COVID-19 alters annual whale count
Event still goes on but with trained site leaders instead of usual volunteers
The Maui News
Due to COVID-19, a different type of annual whale count is underway this year on Maui and across the state as trained site leaders have picked up the counting instead of volunteers.
Saturday marked the first of three coordinated whale counts by the Pacific Whale Foundation on Maui with its “Great Whale Count” and the Hawaiian Islands Humpback Whale National Marine Sanctuary, which holds its “Sanctuary Ocean Count” on Kauai, Oahu and Hawaii island.
Both organizations are running modified programs without the normal participation of volunteers. Instead, each site is monitored by trained site leaders working individually or as a couple, according to a news release.
On Saturday, there were 68 trained site leaders looking out over the oceans for whales. In the past, more than several hundred volunteers showed up across the islands.
This is the third year that both counts are coordinated on the same days, ensuring the data from all the main Hawaiian Islands are collected simultaneously.
On Maui, Great Whale Count site leaders collected data from 12 sites during 15-minute intervals between 8:30 a.m. and 11:50 a.m. Saturday. A total of 71 whale sightings were tallied during the 10:30 to 10:45 a.m. time period, the most of any time period throughout the day’s count.
On the Hawaii island, Oahu, and Kauai, Ocean Count site leaders collected data from 31 sites; a total of 125 whale sightings were recorded during the 9 to 9:15 a.m. time period, the most of any time period throughout the day’s count.

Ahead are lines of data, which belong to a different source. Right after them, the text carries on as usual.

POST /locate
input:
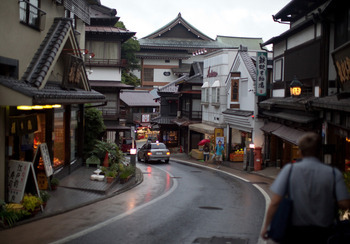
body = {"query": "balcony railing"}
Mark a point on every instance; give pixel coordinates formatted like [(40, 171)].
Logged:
[(31, 15), (100, 62), (195, 115)]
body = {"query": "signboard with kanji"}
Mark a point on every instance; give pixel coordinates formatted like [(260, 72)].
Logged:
[(261, 75), (43, 151), (18, 174)]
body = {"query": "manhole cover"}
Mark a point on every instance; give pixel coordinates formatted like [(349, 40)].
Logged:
[(220, 240), (210, 208), (259, 183)]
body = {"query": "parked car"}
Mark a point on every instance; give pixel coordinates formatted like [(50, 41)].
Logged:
[(126, 145), (153, 152)]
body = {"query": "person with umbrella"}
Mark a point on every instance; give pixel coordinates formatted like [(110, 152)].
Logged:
[(218, 153), (206, 150)]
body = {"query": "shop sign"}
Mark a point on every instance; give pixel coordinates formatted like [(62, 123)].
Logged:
[(73, 73), (145, 118), (18, 175), (211, 73), (261, 71), (43, 151), (341, 59)]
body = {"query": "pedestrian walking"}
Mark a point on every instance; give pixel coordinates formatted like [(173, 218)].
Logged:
[(219, 149), (311, 190), (206, 150)]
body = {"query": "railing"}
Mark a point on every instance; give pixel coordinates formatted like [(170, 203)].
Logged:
[(106, 62), (193, 115), (31, 15)]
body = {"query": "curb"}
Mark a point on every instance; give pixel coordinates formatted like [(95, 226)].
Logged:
[(135, 181)]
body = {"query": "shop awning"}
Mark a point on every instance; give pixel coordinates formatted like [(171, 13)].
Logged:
[(270, 126), (202, 128), (239, 119), (296, 117), (113, 125), (289, 134)]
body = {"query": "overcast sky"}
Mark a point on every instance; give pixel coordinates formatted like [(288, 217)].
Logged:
[(240, 18)]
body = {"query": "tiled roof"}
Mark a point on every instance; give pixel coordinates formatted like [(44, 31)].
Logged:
[(249, 42), (248, 63), (161, 43), (172, 87), (34, 82), (52, 93), (138, 98), (173, 23), (45, 55)]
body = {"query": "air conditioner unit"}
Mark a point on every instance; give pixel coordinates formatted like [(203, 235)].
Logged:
[(178, 114)]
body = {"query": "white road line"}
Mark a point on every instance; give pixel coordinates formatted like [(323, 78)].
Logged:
[(118, 217), (262, 191)]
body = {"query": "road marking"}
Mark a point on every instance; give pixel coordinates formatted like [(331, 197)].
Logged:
[(262, 191), (118, 217)]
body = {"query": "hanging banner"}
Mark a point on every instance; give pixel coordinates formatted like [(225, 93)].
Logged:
[(261, 73)]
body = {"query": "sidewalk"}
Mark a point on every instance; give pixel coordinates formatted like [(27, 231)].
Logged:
[(77, 190)]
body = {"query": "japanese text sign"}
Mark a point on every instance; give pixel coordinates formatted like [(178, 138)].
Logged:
[(261, 77)]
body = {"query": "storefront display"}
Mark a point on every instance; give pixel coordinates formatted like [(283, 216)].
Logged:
[(59, 140)]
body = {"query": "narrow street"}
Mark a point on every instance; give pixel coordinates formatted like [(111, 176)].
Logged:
[(175, 203)]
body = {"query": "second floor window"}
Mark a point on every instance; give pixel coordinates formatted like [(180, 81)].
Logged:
[(205, 95), (148, 74), (234, 90), (30, 13)]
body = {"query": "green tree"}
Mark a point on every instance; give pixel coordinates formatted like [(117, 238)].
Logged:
[(128, 50), (94, 127)]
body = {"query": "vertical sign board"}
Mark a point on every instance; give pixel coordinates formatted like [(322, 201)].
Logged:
[(42, 178), (46, 158), (261, 73), (19, 171)]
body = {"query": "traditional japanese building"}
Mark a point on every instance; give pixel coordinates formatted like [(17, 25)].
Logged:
[(104, 67), (168, 53), (43, 84), (311, 58)]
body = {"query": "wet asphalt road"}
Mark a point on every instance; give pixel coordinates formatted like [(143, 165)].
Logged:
[(175, 203)]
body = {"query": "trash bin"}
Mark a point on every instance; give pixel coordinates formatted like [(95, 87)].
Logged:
[(257, 159)]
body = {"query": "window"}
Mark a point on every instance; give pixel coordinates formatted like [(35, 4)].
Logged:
[(70, 15), (278, 70), (234, 90), (148, 74), (215, 94), (31, 15), (342, 27)]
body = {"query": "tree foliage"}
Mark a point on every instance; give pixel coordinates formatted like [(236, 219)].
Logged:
[(128, 50), (94, 127)]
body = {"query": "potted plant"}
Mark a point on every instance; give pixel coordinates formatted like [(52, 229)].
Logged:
[(126, 173), (54, 183), (31, 203), (11, 213), (111, 175), (45, 196)]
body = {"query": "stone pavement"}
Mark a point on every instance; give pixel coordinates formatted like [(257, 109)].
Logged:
[(77, 190)]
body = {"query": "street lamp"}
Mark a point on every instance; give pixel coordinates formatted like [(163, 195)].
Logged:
[(295, 87)]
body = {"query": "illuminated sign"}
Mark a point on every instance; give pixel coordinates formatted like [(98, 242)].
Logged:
[(261, 73)]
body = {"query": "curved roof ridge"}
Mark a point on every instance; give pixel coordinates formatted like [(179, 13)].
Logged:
[(174, 22)]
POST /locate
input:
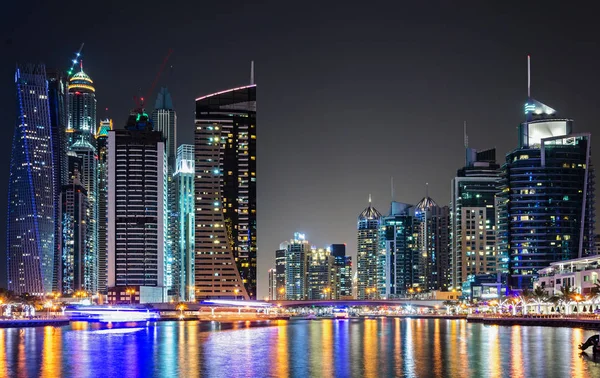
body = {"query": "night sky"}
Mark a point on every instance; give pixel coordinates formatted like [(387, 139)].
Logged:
[(348, 95)]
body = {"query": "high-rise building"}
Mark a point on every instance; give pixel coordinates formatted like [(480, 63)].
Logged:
[(225, 141), (433, 245), (102, 143), (295, 267), (137, 190), (82, 108), (473, 213), (76, 272), (165, 121), (57, 92), (320, 274), (183, 258), (368, 249), (547, 201), (31, 188), (343, 272), (272, 284), (280, 273), (89, 179), (398, 253)]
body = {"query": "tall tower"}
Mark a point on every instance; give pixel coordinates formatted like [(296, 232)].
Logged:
[(57, 98), (547, 199), (433, 244), (368, 248), (102, 143), (137, 179), (31, 188), (82, 108), (183, 256), (164, 119), (473, 218), (225, 145)]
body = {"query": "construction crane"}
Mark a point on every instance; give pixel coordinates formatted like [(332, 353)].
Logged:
[(76, 60)]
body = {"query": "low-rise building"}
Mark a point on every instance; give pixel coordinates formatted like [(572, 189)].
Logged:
[(581, 275)]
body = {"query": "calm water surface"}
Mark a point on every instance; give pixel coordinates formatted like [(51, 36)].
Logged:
[(319, 348)]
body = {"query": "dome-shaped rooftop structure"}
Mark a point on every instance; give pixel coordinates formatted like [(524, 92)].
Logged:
[(426, 203), (370, 213), (80, 81)]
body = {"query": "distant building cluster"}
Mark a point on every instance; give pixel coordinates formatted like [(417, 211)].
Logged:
[(125, 211), (505, 226)]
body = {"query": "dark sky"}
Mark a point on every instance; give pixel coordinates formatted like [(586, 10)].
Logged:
[(348, 95)]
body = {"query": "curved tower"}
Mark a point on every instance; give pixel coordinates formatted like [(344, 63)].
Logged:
[(31, 188), (225, 187)]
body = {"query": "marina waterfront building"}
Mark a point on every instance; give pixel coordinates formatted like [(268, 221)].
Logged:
[(225, 186), (547, 200), (31, 215), (183, 257), (368, 251), (137, 207), (473, 216)]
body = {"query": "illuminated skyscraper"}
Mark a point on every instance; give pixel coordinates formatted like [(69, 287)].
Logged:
[(82, 108), (225, 148), (183, 256), (76, 272), (368, 251), (547, 200), (473, 218), (137, 190), (31, 188), (102, 143)]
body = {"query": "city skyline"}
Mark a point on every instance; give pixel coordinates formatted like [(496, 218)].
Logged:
[(495, 102)]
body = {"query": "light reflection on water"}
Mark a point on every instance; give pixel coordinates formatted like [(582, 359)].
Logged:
[(318, 348)]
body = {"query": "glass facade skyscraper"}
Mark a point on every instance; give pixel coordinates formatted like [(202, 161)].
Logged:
[(225, 148), (547, 199), (183, 257), (473, 218), (31, 188), (368, 251)]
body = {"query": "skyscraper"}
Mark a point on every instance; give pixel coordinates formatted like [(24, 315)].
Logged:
[(280, 273), (433, 244), (295, 267), (57, 98), (343, 272), (183, 256), (31, 188), (368, 250), (398, 257), (102, 143), (137, 179), (225, 147), (547, 207), (82, 108), (165, 121), (473, 217), (76, 272)]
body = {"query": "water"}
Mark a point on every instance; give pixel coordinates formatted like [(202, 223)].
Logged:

Both counts take place three times during peak whale season annually on the last Saturday of January, February and March.
Preliminary data detailing Sanctuary Ocean Count whale sightings by site location are available at: oceancount.org/resources/. Additional information is available on the sanctuary’s website at hawaiihumpbackwhale.noaa.gov.
Pacific Whale Foundation’s Great Whale Count data may be found at pacificwhale.org/research/community-science/ with additional information at mauiwhalefestival.org.